Yaşamın, zorlukların ve baskıların yarattığı travma sonucu kuklalaşan bir beden…
Ruhunda yaşadığı acıları, zihninde oluşturduğu karakterlerle oyunlar oynayarak ifade eden bir adam.
Kadınların, erkeklerin toplum içinde karşılaştıkları zorlukları simgesel fotoğraflarla, şarkı, dans ve göndermelerle anlatan bir oyun…
Oyuncu olmak isteyen bir kızın bu isteğine babasının ve toplumun karşı çıkması olarak özetlenebilir. Türk kadınının tiyatrocu olmak için verdiği mücadele anlatılıyor.Toplumda pek çok genç kızın buna benzer isteklerinin karşılanmaması, karşı çıkılması yüzünden girdiği bunalımlar, çok sık karşılaşılan durumlar.

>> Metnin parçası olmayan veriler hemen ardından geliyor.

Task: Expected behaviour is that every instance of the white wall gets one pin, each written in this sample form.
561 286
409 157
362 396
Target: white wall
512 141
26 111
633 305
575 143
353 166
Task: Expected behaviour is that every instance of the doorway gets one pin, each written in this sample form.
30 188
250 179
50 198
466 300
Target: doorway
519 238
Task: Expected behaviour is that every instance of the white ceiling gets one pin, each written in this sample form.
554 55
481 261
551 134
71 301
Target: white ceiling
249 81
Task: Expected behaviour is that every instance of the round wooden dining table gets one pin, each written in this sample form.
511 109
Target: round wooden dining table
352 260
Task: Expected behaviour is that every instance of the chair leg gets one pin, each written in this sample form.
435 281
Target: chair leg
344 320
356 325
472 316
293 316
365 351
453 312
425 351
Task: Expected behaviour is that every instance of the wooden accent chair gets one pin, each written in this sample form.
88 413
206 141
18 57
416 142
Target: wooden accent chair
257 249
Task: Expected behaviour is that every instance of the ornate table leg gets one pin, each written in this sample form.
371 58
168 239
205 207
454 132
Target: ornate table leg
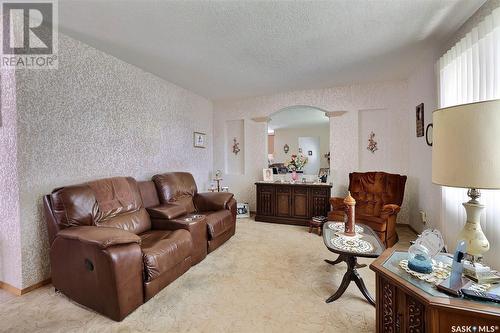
361 285
341 258
351 275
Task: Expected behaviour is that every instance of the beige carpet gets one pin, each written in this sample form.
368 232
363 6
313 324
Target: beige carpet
267 278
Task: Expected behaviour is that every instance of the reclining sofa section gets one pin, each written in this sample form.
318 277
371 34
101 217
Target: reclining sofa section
115 243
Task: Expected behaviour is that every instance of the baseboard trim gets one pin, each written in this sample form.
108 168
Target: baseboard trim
18 292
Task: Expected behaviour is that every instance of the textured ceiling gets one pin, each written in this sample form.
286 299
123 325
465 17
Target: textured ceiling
231 49
297 117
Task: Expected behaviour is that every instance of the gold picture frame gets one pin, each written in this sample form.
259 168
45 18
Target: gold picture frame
199 140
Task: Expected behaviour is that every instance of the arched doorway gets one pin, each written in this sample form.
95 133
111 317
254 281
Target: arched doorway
301 132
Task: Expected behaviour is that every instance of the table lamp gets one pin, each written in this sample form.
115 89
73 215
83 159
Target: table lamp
466 154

Oyun gerçekten heyecan vericiydi. Sesler, ışıklar ve müzikler çarpıcıydı. Travması olmayan, yaşamının bir döneminde ezilmemiş kim var ki bu yaşamda… ister oyundaki baba olsun ister farklı bir otorite. İzlerken mutlaka kendinize de dönüp bakacaksınız. Çıkınca da kendinizi bazı replikleri içinizden yinelerken bulacaksınız. “Baskı, sevmek değildir…” Böyle bir oyunu ortaya çıkaran yönetmeni, oyuncuları ve tüm ekibi yürekten kutluyorum, emeklerinize sağlık…

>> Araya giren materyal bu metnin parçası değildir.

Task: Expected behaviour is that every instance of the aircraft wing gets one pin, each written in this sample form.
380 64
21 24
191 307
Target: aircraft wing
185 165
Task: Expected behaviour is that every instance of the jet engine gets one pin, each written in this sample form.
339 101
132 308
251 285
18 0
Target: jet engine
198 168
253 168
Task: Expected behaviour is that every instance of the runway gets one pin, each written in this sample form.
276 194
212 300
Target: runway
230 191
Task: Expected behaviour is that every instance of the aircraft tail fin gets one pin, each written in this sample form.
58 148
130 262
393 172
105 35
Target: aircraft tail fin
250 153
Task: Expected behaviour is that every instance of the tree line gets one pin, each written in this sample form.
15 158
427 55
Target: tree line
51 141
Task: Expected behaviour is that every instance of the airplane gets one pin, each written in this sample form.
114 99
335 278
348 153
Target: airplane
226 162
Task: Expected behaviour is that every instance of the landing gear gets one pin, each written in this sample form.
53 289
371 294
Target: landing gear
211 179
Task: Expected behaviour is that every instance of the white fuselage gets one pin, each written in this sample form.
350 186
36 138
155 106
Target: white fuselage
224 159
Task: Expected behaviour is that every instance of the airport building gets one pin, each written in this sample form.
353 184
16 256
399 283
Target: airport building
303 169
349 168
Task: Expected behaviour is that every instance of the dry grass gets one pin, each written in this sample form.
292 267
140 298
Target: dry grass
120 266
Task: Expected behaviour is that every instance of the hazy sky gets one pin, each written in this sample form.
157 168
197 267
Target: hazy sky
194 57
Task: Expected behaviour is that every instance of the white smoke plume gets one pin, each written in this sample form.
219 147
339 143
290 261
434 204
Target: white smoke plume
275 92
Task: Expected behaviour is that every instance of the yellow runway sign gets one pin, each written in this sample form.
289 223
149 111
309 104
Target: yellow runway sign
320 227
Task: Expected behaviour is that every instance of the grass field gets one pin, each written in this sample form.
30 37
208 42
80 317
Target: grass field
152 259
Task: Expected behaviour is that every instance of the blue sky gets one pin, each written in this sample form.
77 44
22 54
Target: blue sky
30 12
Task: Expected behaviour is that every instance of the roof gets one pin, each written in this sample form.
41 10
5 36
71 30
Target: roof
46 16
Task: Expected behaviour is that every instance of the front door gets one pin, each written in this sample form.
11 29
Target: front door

Oyun tek anlamıyla muhteşemdi. Kendimden de çok parça gördüğüm bu parça hem hayata karşı bakış açımı değiştirdi hem de neyi ya da neleri yanlış yaptığımı fark etmemi sağladı. Tek perdeden oluşan bu oyunu izlemenizi kesinlikle tavsiye ediyorum. Oyuncuların yetenekleri karşısında ağzım açık kaldı da diyebilirim.
Ataerkil toplumda kırılan, örselenen hatta hayalleri ile birlikte katledilen kadının içini yansıtan oyun. Tüm babaların, aile büyüklerinin izleyip ders alması gereken bir oyun. Kadınların toplumsal baskı altında verdikleri mücadelenin zorluğunu anlatan çok çarpıcı bir oyun.
Üç kişilik ve tek perdelik bu oyunun üç oyuncusunu, yönetmenini , oyun yazarını, müzik , ışık, dekor, kostüm ve efektleri düzenleyen tüm emekçileri yürekten kutlarım.
Bir döneme ve günümüze ışık tutan bu oyunu herkese öğütlerim. Mutlaka izleyin.